How to leverage internals of `collect`

As part of on API I am working on, one of the higher-level functions collects results from an iterative algorithm. The results use user-defined functions, which are ideally type stable, but don’t have to be. Code could look like

"""
    get_result(state)

Return the result from state. Defined by the user.
"""
function get_result end

"""
    update_state(rng, state)

Return a new state updated randomly. Uses user-defined components.
"""
function update_state(rng, state) end

function collect_results(state, N, rng = Base.Random.GLOBAL_RNG)
    results = FIXME_initialize(...)
    for _ in 1:N
        FIXME_add!(results, get_result(state))
        state = update_state(rng, state)
    end
    results
end

Lines with FIXME is where I need help.

I could somehow cram this into a form for collect with closures, but I would prefer to keep the loop. Looking at the sources, the internals of collect have mechanisms for initializing a container with a type, then dealing with the possibility of getting something else instead. Is there a chance of using those? An example would help.

Ideally, my hope is that the compiler can sometimes figure out types for get_result, then it would be nice to get efficient code, but that’s a best case scenario I would not want to rely on, and want the right container type even if that does not work.

Could you provide more info on why you prefer the loop?

I prefer a loop because I have a state, and a somewhat complicated update mechanism for it (naturally, not shown in the MWE). As I said, I could shoehorn it into a collect with a closure, but that would not be the natural idiom. Loops are natural for many problems in Julia, now I just want to collect the result.

I suppose whether or not something is more natural is a bit subjective. I would argue that digging into the internals of collect is perhaps less natural.

How about the map do syntax? See stevengj’s suggestion for a similar problem.

2 Likes

Thanks, but my primary intention here is not to debate whether this is “natural”, but access this mechanism. It is of course possible that the interface is yet not ready for use outside Base, in which case I will just open an issue after thinking more about this.

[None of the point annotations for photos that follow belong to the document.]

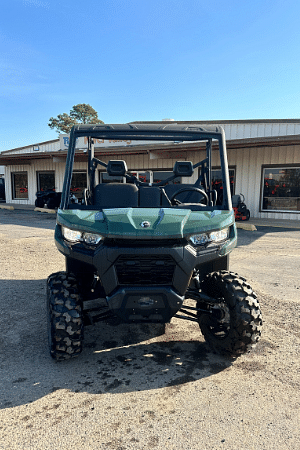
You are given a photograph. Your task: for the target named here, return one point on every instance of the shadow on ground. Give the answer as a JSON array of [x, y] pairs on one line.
[[115, 359], [246, 237], [24, 218]]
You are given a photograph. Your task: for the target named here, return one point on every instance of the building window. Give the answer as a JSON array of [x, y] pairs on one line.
[[19, 185], [281, 189], [46, 181], [78, 184], [161, 175]]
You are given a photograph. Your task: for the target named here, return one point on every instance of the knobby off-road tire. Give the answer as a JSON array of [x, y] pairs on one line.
[[237, 327], [65, 316]]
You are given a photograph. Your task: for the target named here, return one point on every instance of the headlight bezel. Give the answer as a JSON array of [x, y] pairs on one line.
[[77, 236], [213, 237]]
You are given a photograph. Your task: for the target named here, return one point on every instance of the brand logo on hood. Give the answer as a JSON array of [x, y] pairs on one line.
[[145, 224]]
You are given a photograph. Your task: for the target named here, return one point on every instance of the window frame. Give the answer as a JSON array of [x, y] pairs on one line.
[[261, 199], [47, 172], [13, 185]]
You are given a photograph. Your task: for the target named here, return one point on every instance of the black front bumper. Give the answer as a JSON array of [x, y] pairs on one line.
[[143, 283]]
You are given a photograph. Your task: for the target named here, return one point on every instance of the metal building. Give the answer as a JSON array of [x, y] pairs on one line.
[[263, 158]]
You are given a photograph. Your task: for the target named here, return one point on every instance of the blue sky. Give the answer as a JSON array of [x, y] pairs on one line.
[[146, 60]]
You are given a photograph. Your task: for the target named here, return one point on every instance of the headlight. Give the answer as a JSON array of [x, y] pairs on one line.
[[77, 236], [213, 236], [71, 235], [91, 238]]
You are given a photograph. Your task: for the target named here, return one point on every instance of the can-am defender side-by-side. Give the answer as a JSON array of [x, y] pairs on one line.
[[146, 247]]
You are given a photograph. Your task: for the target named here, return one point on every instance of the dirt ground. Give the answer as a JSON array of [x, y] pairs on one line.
[[147, 387]]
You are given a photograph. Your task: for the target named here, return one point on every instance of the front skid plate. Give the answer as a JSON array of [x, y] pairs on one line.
[[137, 304]]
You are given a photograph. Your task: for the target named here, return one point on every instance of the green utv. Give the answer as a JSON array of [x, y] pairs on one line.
[[143, 248]]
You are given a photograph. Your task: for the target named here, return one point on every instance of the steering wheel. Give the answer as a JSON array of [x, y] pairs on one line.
[[203, 193]]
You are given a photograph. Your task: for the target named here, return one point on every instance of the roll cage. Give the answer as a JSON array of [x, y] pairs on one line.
[[173, 132]]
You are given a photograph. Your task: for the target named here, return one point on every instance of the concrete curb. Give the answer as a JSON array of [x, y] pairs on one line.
[[246, 226], [11, 208], [50, 211]]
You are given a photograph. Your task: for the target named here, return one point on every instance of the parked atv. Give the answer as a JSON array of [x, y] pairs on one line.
[[239, 207], [144, 248]]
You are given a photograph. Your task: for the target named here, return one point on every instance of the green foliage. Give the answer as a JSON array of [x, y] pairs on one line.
[[81, 113]]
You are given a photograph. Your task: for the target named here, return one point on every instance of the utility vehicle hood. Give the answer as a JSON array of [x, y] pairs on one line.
[[145, 222]]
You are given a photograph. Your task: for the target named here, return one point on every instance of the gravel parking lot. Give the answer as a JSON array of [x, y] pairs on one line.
[[143, 387]]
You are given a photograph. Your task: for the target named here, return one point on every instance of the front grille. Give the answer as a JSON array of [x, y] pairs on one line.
[[145, 270], [154, 243]]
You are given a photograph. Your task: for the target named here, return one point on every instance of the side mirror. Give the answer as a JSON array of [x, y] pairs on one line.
[[183, 169], [116, 168]]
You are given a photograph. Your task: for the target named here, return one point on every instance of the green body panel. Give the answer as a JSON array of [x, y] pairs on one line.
[[126, 222]]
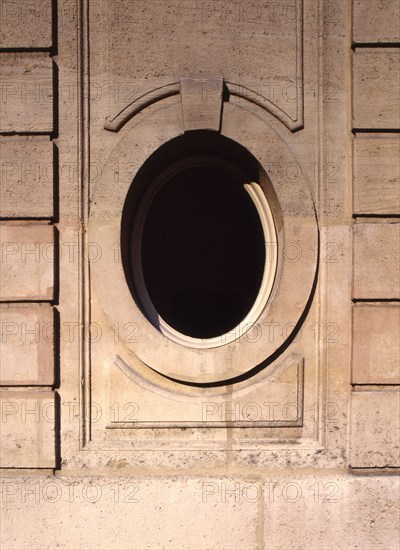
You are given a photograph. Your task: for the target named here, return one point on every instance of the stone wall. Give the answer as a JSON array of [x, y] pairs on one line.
[[284, 435]]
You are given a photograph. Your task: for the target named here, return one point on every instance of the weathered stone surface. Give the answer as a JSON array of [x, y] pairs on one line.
[[27, 429], [375, 425], [376, 21], [376, 334], [271, 511], [376, 183], [336, 511], [25, 24], [201, 103], [26, 103], [27, 261], [376, 92], [225, 37], [376, 260], [27, 345], [26, 177]]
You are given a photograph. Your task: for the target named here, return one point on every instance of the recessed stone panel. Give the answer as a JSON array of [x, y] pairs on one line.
[[27, 429], [27, 92], [376, 99], [376, 21], [152, 44], [27, 345], [26, 177], [26, 261], [26, 24], [375, 425], [376, 260], [376, 184], [376, 331]]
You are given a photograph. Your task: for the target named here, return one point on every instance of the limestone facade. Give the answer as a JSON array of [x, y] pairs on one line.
[[118, 431]]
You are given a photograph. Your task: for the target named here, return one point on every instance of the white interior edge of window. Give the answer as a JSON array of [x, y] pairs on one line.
[[271, 260]]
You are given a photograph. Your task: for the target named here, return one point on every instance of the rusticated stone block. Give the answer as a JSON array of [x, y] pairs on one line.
[[376, 97], [26, 103], [375, 425], [376, 21], [27, 345], [26, 261], [376, 341], [26, 177], [376, 175], [27, 429], [376, 260], [25, 24]]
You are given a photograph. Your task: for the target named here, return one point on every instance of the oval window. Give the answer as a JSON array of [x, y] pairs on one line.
[[197, 251]]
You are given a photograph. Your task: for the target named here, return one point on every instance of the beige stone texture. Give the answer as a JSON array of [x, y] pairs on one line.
[[26, 24], [27, 261], [376, 178], [376, 334], [376, 260], [27, 429], [27, 345], [26, 177], [376, 21], [375, 429], [284, 436], [27, 92], [376, 99], [236, 512]]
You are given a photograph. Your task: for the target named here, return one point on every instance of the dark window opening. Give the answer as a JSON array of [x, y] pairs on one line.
[[201, 250]]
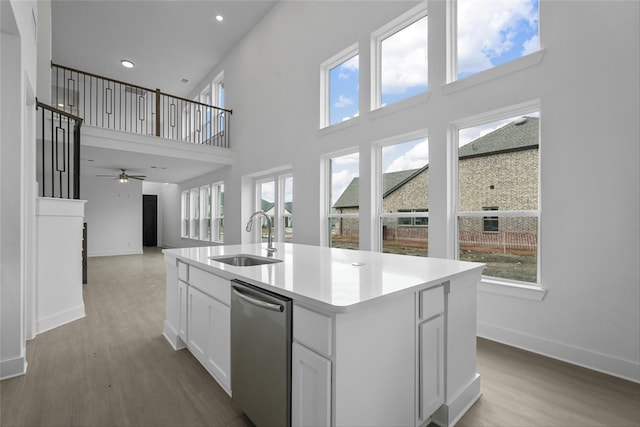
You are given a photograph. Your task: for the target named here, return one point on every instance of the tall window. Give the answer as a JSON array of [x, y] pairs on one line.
[[400, 59], [275, 198], [194, 210], [498, 166], [217, 195], [340, 87], [403, 197], [205, 212], [491, 33], [287, 214], [218, 99], [343, 199], [186, 216]]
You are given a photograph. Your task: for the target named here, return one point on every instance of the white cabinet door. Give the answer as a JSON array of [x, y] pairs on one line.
[[182, 308], [219, 343], [198, 323], [310, 388], [209, 334], [431, 367]]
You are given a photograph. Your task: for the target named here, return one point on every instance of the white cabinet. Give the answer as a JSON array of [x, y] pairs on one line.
[[430, 368], [311, 368], [182, 310], [208, 326], [310, 388], [430, 353]]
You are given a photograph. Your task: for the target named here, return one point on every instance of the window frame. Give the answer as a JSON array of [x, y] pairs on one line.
[[204, 200], [185, 214], [279, 217], [217, 214], [453, 83], [400, 23], [325, 83], [378, 187], [325, 236], [535, 289]]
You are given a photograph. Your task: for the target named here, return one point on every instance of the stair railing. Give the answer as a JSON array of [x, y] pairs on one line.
[[122, 106], [58, 152]]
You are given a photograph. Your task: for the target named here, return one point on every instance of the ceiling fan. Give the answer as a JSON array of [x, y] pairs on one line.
[[123, 176]]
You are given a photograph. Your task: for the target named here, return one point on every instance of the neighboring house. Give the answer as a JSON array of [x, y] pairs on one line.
[[490, 171]]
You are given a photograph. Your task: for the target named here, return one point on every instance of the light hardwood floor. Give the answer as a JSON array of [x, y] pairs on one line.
[[114, 368]]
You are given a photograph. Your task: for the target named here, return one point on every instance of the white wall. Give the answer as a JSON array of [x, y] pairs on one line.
[[17, 180], [586, 83], [113, 214]]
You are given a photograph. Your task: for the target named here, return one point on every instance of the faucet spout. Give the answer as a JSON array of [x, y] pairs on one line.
[[270, 248]]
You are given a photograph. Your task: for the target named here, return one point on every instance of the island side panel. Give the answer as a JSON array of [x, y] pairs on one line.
[[462, 382], [172, 321], [374, 381]]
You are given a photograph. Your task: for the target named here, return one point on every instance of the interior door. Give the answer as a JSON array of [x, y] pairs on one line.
[[149, 220]]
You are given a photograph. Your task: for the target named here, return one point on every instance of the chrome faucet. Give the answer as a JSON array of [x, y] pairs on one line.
[[270, 248]]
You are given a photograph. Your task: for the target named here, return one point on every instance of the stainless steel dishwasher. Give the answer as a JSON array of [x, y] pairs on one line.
[[261, 354]]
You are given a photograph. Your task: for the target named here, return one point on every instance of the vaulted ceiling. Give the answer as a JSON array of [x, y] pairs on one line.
[[174, 45]]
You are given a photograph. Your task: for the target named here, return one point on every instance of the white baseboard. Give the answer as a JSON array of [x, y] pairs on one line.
[[59, 319], [115, 253], [13, 367], [600, 362], [171, 335]]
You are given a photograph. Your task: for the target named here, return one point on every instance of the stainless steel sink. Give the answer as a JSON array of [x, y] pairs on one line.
[[243, 260]]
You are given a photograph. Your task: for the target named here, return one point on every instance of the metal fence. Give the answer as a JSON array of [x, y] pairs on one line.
[[58, 152], [117, 105]]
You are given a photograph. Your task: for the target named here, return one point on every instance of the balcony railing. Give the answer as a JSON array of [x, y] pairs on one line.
[[58, 152], [117, 105]]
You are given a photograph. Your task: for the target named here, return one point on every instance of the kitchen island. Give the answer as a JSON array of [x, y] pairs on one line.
[[378, 339]]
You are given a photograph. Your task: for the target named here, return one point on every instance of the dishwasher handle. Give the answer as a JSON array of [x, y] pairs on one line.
[[257, 302]]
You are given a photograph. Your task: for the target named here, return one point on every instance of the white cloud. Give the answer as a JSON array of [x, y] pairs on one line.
[[414, 158], [531, 45], [404, 58], [343, 101], [487, 28]]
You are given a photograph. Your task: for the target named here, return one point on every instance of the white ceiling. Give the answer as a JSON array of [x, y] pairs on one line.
[[167, 40]]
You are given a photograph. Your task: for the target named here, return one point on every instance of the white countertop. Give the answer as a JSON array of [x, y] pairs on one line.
[[327, 276]]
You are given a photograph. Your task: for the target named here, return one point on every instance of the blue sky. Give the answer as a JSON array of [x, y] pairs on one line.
[[490, 33]]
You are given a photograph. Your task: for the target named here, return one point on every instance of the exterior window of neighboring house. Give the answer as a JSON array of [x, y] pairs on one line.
[[340, 83], [402, 191], [400, 66], [343, 221], [275, 198], [490, 223], [498, 166], [184, 231], [217, 194], [194, 210], [205, 212], [491, 33]]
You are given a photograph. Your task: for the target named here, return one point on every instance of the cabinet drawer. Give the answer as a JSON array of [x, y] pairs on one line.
[[183, 271], [313, 329], [211, 285], [431, 302]]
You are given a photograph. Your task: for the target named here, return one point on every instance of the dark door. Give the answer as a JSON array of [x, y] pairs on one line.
[[149, 220]]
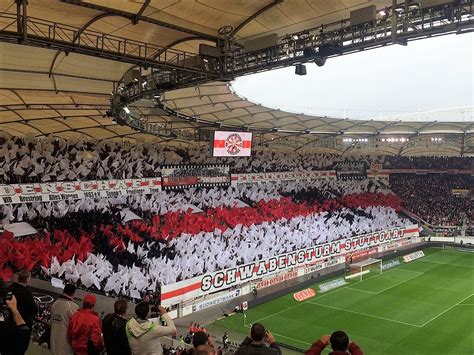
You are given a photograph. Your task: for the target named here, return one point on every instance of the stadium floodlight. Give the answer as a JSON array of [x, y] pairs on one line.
[[300, 69]]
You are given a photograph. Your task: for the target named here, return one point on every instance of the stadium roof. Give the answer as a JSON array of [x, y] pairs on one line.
[[45, 91]]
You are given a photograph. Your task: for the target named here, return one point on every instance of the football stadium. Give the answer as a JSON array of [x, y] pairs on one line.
[[236, 177]]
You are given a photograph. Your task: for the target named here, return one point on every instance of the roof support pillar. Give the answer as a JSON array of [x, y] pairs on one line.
[[21, 19]]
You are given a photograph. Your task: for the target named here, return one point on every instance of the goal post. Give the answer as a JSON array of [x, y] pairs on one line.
[[364, 269]]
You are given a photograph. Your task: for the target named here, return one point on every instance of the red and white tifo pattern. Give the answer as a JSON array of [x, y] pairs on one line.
[[232, 144], [304, 295]]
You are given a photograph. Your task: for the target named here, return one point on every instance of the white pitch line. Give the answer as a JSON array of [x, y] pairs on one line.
[[441, 263], [399, 283], [361, 290], [364, 314], [446, 310], [287, 337]]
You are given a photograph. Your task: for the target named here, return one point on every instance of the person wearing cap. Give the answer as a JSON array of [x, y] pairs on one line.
[[84, 332], [61, 312], [144, 334]]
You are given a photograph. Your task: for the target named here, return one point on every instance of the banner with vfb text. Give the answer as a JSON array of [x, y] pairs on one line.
[[223, 279], [75, 190]]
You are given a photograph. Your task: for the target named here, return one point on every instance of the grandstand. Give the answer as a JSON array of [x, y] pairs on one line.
[[131, 168]]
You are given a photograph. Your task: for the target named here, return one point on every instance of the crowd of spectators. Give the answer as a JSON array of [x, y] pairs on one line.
[[431, 197], [94, 247], [427, 162]]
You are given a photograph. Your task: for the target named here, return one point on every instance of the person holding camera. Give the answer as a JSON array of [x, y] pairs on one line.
[[26, 303], [14, 332], [143, 334], [340, 345], [61, 312], [255, 343]]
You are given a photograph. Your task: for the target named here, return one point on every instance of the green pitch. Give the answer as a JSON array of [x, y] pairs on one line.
[[422, 307]]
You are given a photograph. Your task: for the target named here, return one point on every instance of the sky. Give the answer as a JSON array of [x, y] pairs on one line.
[[426, 75]]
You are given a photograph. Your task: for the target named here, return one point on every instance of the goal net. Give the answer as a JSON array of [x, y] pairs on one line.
[[364, 269]]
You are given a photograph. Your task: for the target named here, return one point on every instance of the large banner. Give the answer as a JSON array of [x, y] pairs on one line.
[[75, 190], [221, 280], [184, 176], [262, 178]]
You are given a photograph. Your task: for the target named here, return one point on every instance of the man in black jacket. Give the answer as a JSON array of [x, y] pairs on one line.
[[14, 333], [113, 329], [255, 344], [26, 303]]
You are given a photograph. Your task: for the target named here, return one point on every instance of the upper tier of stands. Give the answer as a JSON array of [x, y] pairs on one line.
[[53, 159]]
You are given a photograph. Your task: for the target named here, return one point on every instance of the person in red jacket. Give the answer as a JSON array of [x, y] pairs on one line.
[[340, 345], [84, 332]]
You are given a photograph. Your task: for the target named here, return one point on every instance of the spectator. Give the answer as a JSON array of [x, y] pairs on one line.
[[61, 312], [340, 345], [143, 334], [84, 332], [255, 343], [14, 332], [201, 343], [113, 329], [25, 301]]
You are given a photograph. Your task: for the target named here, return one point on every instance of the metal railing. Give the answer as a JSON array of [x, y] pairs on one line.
[[61, 36]]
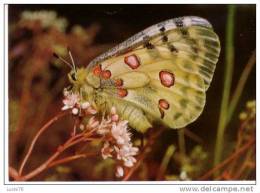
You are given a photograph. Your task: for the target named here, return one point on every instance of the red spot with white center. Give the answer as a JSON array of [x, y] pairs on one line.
[[106, 74], [167, 78], [122, 92], [97, 70], [164, 104], [119, 82], [132, 61]]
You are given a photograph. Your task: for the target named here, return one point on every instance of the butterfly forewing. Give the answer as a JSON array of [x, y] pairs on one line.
[[160, 75]]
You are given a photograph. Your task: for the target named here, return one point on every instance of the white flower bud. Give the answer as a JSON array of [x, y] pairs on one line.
[[85, 105], [119, 172]]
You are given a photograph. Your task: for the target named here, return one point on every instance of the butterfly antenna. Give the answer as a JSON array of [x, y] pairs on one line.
[[63, 60], [72, 60]]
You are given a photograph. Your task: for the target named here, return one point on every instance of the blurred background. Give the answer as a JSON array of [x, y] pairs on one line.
[[37, 79]]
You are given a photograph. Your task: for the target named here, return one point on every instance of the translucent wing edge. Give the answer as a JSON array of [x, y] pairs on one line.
[[144, 35]]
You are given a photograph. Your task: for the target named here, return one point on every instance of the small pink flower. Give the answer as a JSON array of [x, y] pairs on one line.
[[90, 110], [115, 117], [75, 111], [113, 110], [119, 172], [93, 123], [106, 151], [70, 100]]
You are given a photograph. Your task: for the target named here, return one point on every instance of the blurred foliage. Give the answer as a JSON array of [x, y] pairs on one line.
[[36, 81]]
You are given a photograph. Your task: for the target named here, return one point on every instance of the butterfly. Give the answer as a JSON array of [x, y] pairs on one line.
[[157, 77]]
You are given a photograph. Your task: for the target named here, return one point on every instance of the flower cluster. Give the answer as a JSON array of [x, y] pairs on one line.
[[118, 143], [117, 138]]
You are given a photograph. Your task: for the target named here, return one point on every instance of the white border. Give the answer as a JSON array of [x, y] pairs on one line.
[[106, 186]]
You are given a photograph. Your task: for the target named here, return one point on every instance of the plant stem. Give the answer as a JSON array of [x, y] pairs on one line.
[[227, 84], [50, 122], [166, 159], [240, 86], [181, 141], [228, 160]]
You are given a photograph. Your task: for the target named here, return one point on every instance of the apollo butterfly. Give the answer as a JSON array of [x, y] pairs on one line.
[[158, 76]]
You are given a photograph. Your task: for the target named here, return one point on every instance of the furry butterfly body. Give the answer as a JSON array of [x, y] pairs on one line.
[[157, 77]]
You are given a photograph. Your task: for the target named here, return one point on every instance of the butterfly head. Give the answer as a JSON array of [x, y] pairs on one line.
[[77, 76]]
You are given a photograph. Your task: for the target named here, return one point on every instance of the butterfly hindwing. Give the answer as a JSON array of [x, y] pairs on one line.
[[163, 80]]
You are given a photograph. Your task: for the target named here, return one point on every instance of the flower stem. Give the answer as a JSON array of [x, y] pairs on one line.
[[38, 134], [227, 84], [241, 84]]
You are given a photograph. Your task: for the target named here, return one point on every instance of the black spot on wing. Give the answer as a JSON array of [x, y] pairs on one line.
[[162, 29], [165, 38], [179, 22], [172, 48], [148, 45]]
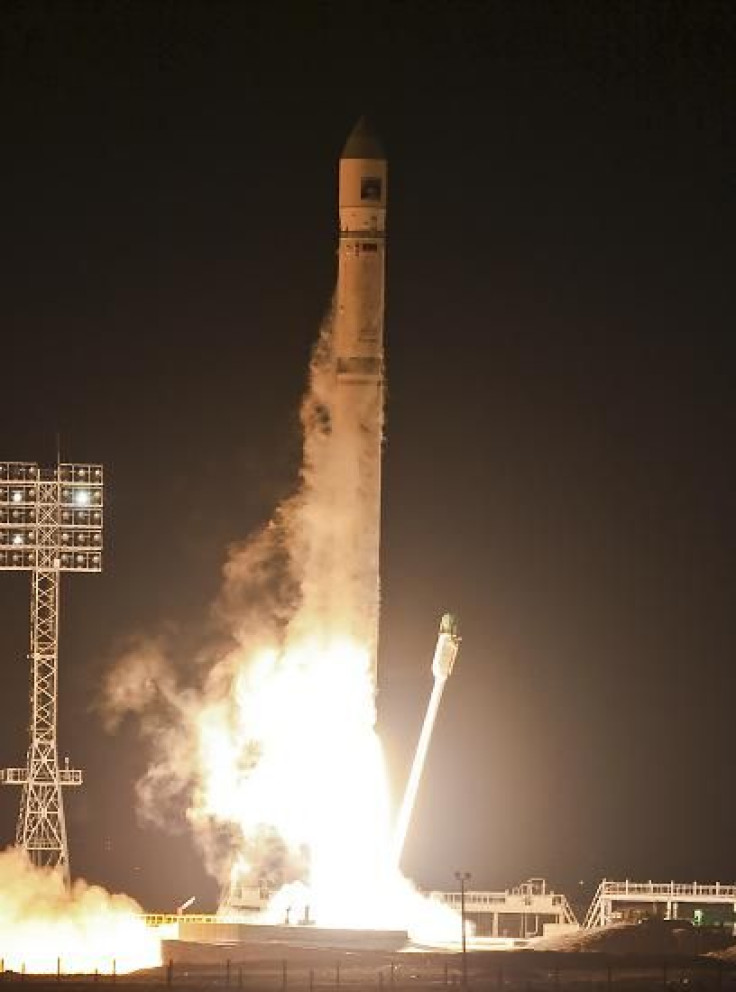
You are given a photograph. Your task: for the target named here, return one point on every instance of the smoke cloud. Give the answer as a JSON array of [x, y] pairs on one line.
[[291, 595], [44, 926]]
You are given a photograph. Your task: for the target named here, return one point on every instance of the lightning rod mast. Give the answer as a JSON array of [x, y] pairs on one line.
[[50, 522]]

As suggested by stevegj in that thread linked above, I’ve found the map-do construction pretty useful for this kind of situation. In your case, that might look like:

function collect_results(state, N, rng = Base.Random.GLOBAL_RNG)
    map(1:N) do _
        get_result(update_state(rng, state))
    end
end

which keeps the loop structure you’re looking for while also letting you simple omit both FIXMEs.

2 Likes

Thanks. Thinking about this, perhaps the only thing I cannot do with a map is break or return early. In this particular case I don’t need it though.

1 Like

Ah, yes, I agree, and I have wanted to be able to break inside a map as well.

I looked at Base.collect more carefully and came to the conclusion that what I want cannot be done in a way that fits well with the features that make Julia performant.

Specifically, Base.collect_to! is how one of the “worst case” scenarios is handled: when it finds that it can’t store an element because of type restrictions, it widens, copies, and calls itself recursively.

In order to achieve something similar in a loop with a mutable structure, I can imagine a

mutable struct Container
    elements::Vector # note the unspecified element type
end

and a variant of push! that tries pushing to .elements, and widens and copies if necessary. This way we keep the same Container, but its .element does not have a concrete type.

Or alternatively, I can envision a

container = store(container, new_element)

which may or may not return its first argument, if widening and copying if necessary. This runs into changing variable types, again problematic.

Anyhow, this is not a critique of Julia, just my notes on what I understood in connection with this question. I just have to organize my code differently.